The total cost to the UK economy because of the subsequent lockdown over COVID-19 are as follows:
£39 billion furlough scheme.
£16 billion health services, local authorities, measures to support the vulnerable, supporting rail services, and funding for devolved administrations (who have a different approach to lockdown from the UK government and England).
£800 million in additional costs to helping charities.
£500 million also, to local authorities, etc.
£10 billion for the self-employed income support scheme.
£13 billion in business rates package
Finally, the economic fall out from COVID, not just in the UK, but around the world will reverberate for many years to come. Some have said the great recession that is surely coming will be as great as the 1930s. Others have predicted the recession and downturn will be the biggest disaster for 300 years.
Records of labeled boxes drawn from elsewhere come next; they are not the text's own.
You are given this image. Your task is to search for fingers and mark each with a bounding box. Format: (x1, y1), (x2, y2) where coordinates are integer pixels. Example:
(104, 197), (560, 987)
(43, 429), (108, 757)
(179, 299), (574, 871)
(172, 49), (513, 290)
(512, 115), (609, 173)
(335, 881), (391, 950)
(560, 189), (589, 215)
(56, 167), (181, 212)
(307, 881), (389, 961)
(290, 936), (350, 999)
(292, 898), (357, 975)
Either way, the scenario is not good, unless as others have predicted, some sectors of the economy can bounce back quickly.
Last but not least, the cost in human lives, particularly among the old, those with underlying illnesses, ethnic minorities, men, and other at-risk groups have been horrifying. Could more have been done to prevent this great loss of life particularly in the UK? The answer has to be probably a resounding yes, as the UK government was warned back in December, this health crisis was coming. Had the government acted sooner in confronting COVID-19, would we have had the enormous loss of life, that we have now? It is hard to predict but had we have been more like Germany, South Korea, et al, one would like to think things would not have been that bad. Then there is our brave NHS, already struggling for various reasons, who, have done a remarkable job in battling COVID-19, losing so many of their staff, even with PPE, like soldiers on a front line in war.
Humanity has proved itself time and again, to be resilient, in whatever, has confronted us. When historians look back on the economic cost and lives lost, but also, those saved, in this crisis, the COVID battle will be up there with the other great challenges humankind has faced, down the ages.